Roselyne revient sur le « texte » et sur les effets que ça fait sur les effets que ça a ou que ça n’a plus quand ça se déplace dans un débat. Les effets produits par la mise en langue rimée, la langue bien tournée. Effet de scansion, la mise en rime fait tomber quelque chose. Vincent fera valoir que c’est peut être la mesure qui compte

- Stéphane propose de parler de la langue des insultes.
Il s’interroge sur l’étrangeté vécue lors de la rencontre au cours d’une activité d’équitation entre les adolescents de l’ITEP avec lesquels il travaille, la propriétaire du centre équestre et lui. Les ados lançaient des insultes, entre eux et à celles et ceux qui (ne) voulaient (pas) les entendre. La gérante trouvant cette façon de parler insoutenable a notifié à Stéphane qu’elle ne pourrait plus les accueillir, des clients s’étant plaints de ces comportements déplacés.
Quoi dire, en qualité d’accompagnateur, représenté comme adulte et responsable de ses enfants ?
Faut il se faire le traducteur de quelque chose ? Comment ? De quoi ? Pourquoi ?
Qu’en dire lorsque ça s’impose à des étrangers à cette langue ?
Stéphane y entend une jubilation à manier des mots et à lâcher des mots qui vont choquer l’autre, qui n’est pas dans sa langue.
D’autres réflexions s’en mêlent. La proposition d’une lecture sociologique ouvre la question à la lutte des classes. D’autres se demandent comment
chacun y fait avec la violence ou comment faire face à la difficulté de se confronter aux insultes des adolescents comme à celle soutenir le regard de ceux pour qui ça fait étrangeté. On y lit parfois, quelque chose comme « ils ne savent pas les tenir » qui renvoie à « on ne peut pas les tenir ».
Patrice Fabrizi revient sur l’idée que l’étrangeté émane de l’angoisse de ne pas savoir si cet enfant ou cet adolescent est une exception (on excuse plus facilement un autiste, on accepte son anormalité) ou s’il représente une classe. S’il appartient à un groupe « comme ça », c’est la peur du danger qui naît. Ceci d’autant que quand ça ne se voit pas, c’est plus compliqué. Chacun est plus démuni face à l’inquiétante étrangeté ; cela amène à une réponse particulière.
Hélène évoque une petite fille qui se plante devant une personne : pourquoi t’es noire, la dame lui expliqua qu’elle venait d’Afrique, au retour à l’institution la petite regarda la mappemonde.
Le pourquoi t’es moche une autre fois laissa sans voix.
Un petit garçon se précipita sur une dame et la frappa … colère, devant le regard d’Hélène, elle demanda s’il avait quelque chose … alors dans ce cas, on excuserait … ?

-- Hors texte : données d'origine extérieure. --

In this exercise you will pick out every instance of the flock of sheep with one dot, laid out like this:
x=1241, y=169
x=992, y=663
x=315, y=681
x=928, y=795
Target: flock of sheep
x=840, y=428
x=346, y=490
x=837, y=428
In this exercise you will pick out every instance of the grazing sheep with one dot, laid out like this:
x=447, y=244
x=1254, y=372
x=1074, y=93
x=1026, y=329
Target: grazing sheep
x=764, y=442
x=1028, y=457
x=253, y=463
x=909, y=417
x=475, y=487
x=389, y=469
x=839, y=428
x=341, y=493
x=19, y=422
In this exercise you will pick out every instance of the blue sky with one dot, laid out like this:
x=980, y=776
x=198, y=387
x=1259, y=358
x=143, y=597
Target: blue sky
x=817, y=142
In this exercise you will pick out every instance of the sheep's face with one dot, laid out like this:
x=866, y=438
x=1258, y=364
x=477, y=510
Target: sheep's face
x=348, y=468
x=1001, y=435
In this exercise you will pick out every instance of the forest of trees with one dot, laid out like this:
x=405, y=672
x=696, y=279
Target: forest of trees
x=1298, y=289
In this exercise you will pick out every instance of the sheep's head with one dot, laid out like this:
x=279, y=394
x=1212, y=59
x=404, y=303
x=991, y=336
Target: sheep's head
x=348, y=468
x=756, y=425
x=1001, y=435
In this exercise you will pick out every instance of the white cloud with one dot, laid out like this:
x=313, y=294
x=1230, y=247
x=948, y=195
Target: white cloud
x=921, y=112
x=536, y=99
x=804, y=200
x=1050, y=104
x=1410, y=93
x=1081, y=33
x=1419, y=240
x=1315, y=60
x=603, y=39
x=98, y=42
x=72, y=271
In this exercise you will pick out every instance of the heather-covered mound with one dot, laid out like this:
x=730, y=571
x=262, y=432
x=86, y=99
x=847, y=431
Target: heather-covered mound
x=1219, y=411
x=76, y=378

- Françoise propose d’écrire à partir de cette étrangeté après laquelle on est, parfois, on reste sans voix. Après ces moments de « grande solitude » comme le dira Yasmine.

- Un débat autour de ce que peut représenter l’insulte pour chacun clôture cette soirée. Les réflexions et les questions laissent libres les conversations, les méditations et les écritures à venir, à l’instar de celles-ci : l’injure
· est un retour face au réel aseptisé,
· une trouvaille de la langue pour interpeller,
· on constate une intolérance face à elle, et parallèlement l’obscénité des impératifs contre la pulsion,
· comment en faire quelque chose plutôt que d’en être choqué socialement (un dictionnaire, un abécédaire, un annuaire, un bestiaire, un dromadaire bref y’ a de quoi faire !!! ).

Finalement, l’étranger est aussi, celui qui s’est habitué aux codes de la bonne tenue.
Signalons la venue de Noëlle De Smet jeudi 13 décembre à 18h à la MJC Lillebonne.